Cardiologists Conclude More Austrians Died From Untreated Heart Attacks Than From Covid-19
Collateral damage of lockdown panic
Bernhard Metzler, Peter Siostrzonek, Ronald K Binder, Axel Bauer, Sebastian Johannes Reinstadler. European Heart Journal, April 16
We conducted a nationwide retrospective survey on the impact of COVID-19 on the diagnosis and treatment of acute cornary syndrome (ACS) from 2 to 29 March in Austria.
Of the 19 public primary percutaneous coronary (PCI) centres contacted, 17 (90%) provided the number of admitted patients. During the study period, we observed a significant decline in the number of patients admitted to hospital due to ACS (Figure 1). Comparing the first and last calendar week, there was a relative reduction of 39.4% in admissions for ACS. In detail, from calendar week 10 to calendar week 13, the number of ST-segment elevation myocardial infarction (STEMI) patients admitted to all hospitals was 94, 101, 89, and 70, respectively. The number of non-STEMI patients declined even more markedly from 132 to 110, to 62, and to 67.
Decline of acute coronary syndrome admissions in Austria since the outbreak of COVID-19. The absolute numbers of all ACS (blue bars), STEMI (orange bars), and NSTEMI (grey bars) admissions in Austria from calendar week 10 to calendar week 13 are shown. Abbreviations: STEMI, ST-segment elevation myocardial infarction; NSTEMI, non-ST-segment elevation myocardial infarction.

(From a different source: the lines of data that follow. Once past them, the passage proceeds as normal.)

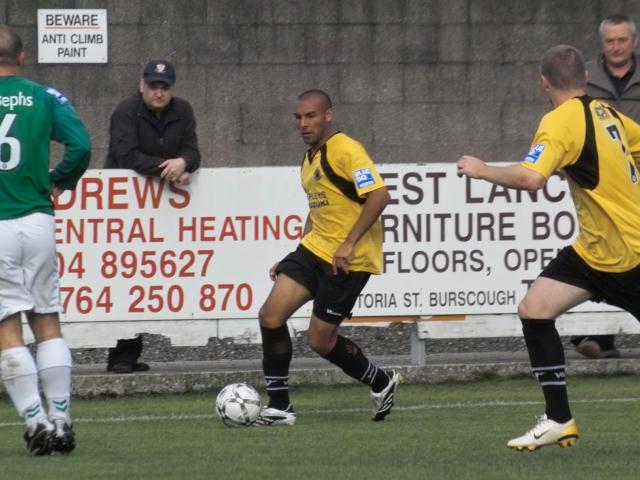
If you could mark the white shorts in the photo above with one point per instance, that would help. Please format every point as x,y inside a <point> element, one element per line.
<point>28,266</point>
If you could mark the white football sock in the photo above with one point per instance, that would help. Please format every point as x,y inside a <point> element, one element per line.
<point>20,379</point>
<point>54,368</point>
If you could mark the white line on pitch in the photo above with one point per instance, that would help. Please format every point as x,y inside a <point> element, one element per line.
<point>434,406</point>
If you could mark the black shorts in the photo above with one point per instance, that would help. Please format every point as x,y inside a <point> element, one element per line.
<point>619,289</point>
<point>333,295</point>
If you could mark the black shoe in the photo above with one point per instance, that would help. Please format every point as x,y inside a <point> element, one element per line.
<point>63,439</point>
<point>141,367</point>
<point>40,441</point>
<point>121,367</point>
<point>383,401</point>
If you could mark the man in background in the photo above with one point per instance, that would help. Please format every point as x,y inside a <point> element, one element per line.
<point>32,115</point>
<point>153,133</point>
<point>614,78</point>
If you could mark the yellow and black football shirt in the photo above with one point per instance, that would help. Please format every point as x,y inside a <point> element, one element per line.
<point>336,180</point>
<point>598,150</point>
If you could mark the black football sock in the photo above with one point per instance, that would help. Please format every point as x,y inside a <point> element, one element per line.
<point>348,356</point>
<point>276,358</point>
<point>547,364</point>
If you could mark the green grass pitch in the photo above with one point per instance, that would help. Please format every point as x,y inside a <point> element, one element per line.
<point>445,431</point>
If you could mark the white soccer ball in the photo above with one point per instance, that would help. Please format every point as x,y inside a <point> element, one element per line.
<point>238,404</point>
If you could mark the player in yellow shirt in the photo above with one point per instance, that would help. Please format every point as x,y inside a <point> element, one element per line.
<point>596,149</point>
<point>341,247</point>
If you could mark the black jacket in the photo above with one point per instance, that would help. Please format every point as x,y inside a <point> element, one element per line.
<point>139,142</point>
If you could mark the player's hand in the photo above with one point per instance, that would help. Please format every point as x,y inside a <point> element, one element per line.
<point>173,168</point>
<point>272,272</point>
<point>341,258</point>
<point>470,166</point>
<point>56,191</point>
<point>184,179</point>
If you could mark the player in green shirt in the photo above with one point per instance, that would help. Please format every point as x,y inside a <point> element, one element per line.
<point>30,117</point>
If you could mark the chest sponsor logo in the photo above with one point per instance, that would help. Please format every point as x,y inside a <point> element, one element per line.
<point>59,96</point>
<point>363,177</point>
<point>534,153</point>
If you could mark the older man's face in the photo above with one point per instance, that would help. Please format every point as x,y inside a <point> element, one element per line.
<point>618,44</point>
<point>156,96</point>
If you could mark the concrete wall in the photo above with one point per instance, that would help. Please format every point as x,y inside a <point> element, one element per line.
<point>414,80</point>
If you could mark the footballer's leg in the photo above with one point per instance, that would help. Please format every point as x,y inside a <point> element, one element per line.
<point>546,299</point>
<point>54,363</point>
<point>334,301</point>
<point>287,295</point>
<point>344,353</point>
<point>20,378</point>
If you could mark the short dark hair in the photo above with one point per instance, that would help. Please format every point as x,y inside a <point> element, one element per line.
<point>618,19</point>
<point>10,46</point>
<point>319,93</point>
<point>563,66</point>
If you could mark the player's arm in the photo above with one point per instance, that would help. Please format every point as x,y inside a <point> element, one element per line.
<point>372,208</point>
<point>189,148</point>
<point>69,130</point>
<point>123,144</point>
<point>632,130</point>
<point>512,176</point>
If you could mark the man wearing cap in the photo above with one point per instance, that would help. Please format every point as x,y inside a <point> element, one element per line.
<point>153,133</point>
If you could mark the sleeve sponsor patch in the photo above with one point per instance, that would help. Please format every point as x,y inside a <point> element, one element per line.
<point>363,177</point>
<point>59,96</point>
<point>534,153</point>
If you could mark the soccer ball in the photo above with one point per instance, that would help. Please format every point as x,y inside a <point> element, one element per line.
<point>238,404</point>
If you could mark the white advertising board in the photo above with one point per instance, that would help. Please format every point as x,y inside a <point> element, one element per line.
<point>72,36</point>
<point>135,248</point>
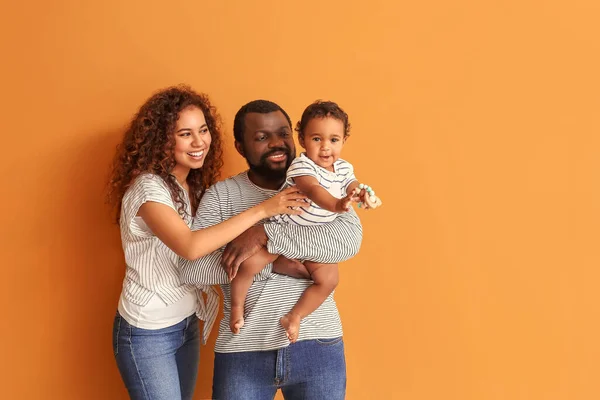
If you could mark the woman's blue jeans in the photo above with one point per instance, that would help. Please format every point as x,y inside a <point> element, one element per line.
<point>159,364</point>
<point>305,370</point>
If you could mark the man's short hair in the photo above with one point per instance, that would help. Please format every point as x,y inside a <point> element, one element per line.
<point>255,106</point>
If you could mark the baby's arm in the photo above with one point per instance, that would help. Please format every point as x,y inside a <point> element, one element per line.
<point>318,194</point>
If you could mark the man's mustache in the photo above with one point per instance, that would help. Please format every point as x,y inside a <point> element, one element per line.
<point>284,150</point>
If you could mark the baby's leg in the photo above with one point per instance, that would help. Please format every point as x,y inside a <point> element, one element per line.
<point>325,278</point>
<point>242,282</point>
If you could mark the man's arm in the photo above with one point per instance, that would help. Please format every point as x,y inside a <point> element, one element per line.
<point>208,270</point>
<point>328,243</point>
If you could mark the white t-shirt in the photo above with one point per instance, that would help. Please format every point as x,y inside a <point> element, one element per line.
<point>153,296</point>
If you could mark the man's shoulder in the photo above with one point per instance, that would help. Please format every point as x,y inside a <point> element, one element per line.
<point>226,185</point>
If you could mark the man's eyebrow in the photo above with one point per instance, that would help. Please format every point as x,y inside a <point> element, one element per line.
<point>264,130</point>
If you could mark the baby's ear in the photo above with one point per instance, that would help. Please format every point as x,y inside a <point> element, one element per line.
<point>239,148</point>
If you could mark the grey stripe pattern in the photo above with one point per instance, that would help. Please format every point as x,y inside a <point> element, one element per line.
<point>152,267</point>
<point>271,295</point>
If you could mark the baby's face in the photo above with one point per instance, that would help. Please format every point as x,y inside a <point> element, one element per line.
<point>323,141</point>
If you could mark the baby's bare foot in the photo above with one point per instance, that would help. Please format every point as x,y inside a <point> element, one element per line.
<point>236,321</point>
<point>291,324</point>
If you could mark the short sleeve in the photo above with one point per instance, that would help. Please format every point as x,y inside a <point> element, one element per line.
<point>346,170</point>
<point>301,166</point>
<point>144,189</point>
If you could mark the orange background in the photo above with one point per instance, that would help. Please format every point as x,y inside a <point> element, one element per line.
<point>476,121</point>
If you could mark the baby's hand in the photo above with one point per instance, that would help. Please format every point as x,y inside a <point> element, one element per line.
<point>368,198</point>
<point>344,204</point>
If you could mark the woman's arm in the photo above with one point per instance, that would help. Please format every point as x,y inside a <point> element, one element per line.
<point>168,226</point>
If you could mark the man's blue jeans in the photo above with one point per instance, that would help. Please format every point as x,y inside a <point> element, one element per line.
<point>308,370</point>
<point>159,364</point>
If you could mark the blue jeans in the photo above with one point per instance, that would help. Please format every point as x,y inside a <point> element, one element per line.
<point>158,364</point>
<point>308,370</point>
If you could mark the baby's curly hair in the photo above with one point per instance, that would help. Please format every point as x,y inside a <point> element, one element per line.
<point>322,109</point>
<point>148,145</point>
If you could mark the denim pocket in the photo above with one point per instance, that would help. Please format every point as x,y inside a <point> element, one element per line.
<point>329,342</point>
<point>116,331</point>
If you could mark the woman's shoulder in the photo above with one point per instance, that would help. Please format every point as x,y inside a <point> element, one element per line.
<point>148,183</point>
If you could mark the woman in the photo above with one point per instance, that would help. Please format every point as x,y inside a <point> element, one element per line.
<point>169,156</point>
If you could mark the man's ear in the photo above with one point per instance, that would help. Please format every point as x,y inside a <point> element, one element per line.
<point>301,141</point>
<point>239,148</point>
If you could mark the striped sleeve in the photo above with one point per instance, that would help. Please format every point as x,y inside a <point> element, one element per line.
<point>206,270</point>
<point>301,166</point>
<point>329,243</point>
<point>144,189</point>
<point>349,177</point>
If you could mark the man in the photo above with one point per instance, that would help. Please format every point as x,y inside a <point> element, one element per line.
<point>259,360</point>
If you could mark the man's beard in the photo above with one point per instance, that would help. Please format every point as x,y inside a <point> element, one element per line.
<point>263,169</point>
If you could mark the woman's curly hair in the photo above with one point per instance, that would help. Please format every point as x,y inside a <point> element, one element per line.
<point>148,145</point>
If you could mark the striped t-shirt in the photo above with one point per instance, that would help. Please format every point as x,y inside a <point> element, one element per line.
<point>152,267</point>
<point>335,182</point>
<point>271,295</point>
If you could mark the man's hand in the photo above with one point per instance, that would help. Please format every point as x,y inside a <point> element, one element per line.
<point>293,268</point>
<point>242,248</point>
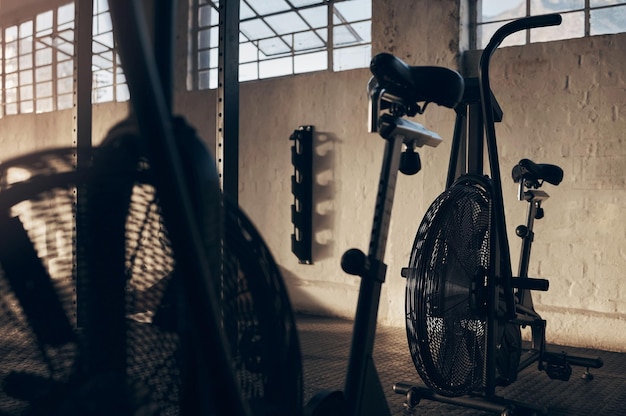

The main finding of our retrospective observational study is an unexpected major decline in hospital admissions and thus treatment for all subtypes of ACS with the beginning of the COVID-19 outbreak in Austria and subsequent large-scale public health measures such as social distancing, self-isolation, and quarantining.
Several factors might explain this important observation. The rigorous public health measures, which are undoubtedly critical for controlling the COVID-19 pandemic, may unintentionally affect established integrated care systems. Amongst others, patient-related factors could mean that infarct-related symptoms such as chest discomfort and dyspnoea could be misinterpreted as being related to an acute respiratory infection.
Moreover, the strict instructions to stay at home as well as the fear of infection in a medical facility may have further prevented patients with an ACS from going to a hospital.
Irrespective of the causes, the lower rate of admitted and therefore treated patients with ACS is worrisome and we are concerned that this might be accompanied by a substantial increase in early and late infarct-related morbidity and mortality.
Our study does not provide data on mortality; however, considering the annual incidence of ACS in Austria (200/100 000/year = 17 600/year in 8.8 million habitants)1 and taking into consideration sudden cardiac deaths and silent infarctions (one-third), there will remain ∼1000 ACS cases a month. The difference between the assumed number of ACS patients and the observed number in our study, i.e. 725 ACS patients in calendar weeks 10–13 is 275. According to these assumptions, 275 patients were not treated in March 2020.
Based on data showing that the cardiovascular mortality of untreated ACS patients might be as high as 40% (as it was in the 1950s),2 we can theoretically estimate 110 ACS deaths during this time frame. The number of deaths associated with this unintentional undersupply of guideline-directed ACS management is very alarming, particularly when considering that the official number of COVID-related deaths in Austria was 86 on 29 March.
In conclusion, it seems likely that the COVID-19 outbreak is associated with a significantly lower rate of hospital admissions and thus, albeit unintended, treatment of ACS patients, which is most likely explained by several patient- and system-related factors. Every effort should be undertaken by the cardiology community to minimize the possible cardiac collateral damage caused by COVID-19.
1 Widimsky P, Wijns W, Fajadet J, de Belder M, Knot J, Aaberge L, Andrikopoulos G, Baz JA, Betriu A, Claeys M, Danchin N, Djambazov S, Erne P, Hartikainen J, Huber K, Kala P, Klinceva M, Kristensen SD, Ludman P, Ferre JM, Merkely B, Milicic D, Morais J, Noc M, Opolski G, Ostojic M, Radovanovic D, De Servi S, Stenestrand U, Studencan M, Tubaro M, Vasiljevic Z, Weidinger F, Witkowski A, Zeymer U; European Association for Percutaneous Cardiovascular Interventions. Reperfusion therapy for ST elevation acute myocardial infarction in Europe: description of the current situation in 30 coutries. Eur Heart J 2010;31:943–957.
2 Luscher T, Obeid S. From Eisenhower’s heart attack to modern management: a true success story! Eur Heart J 2017;38:3066–3069.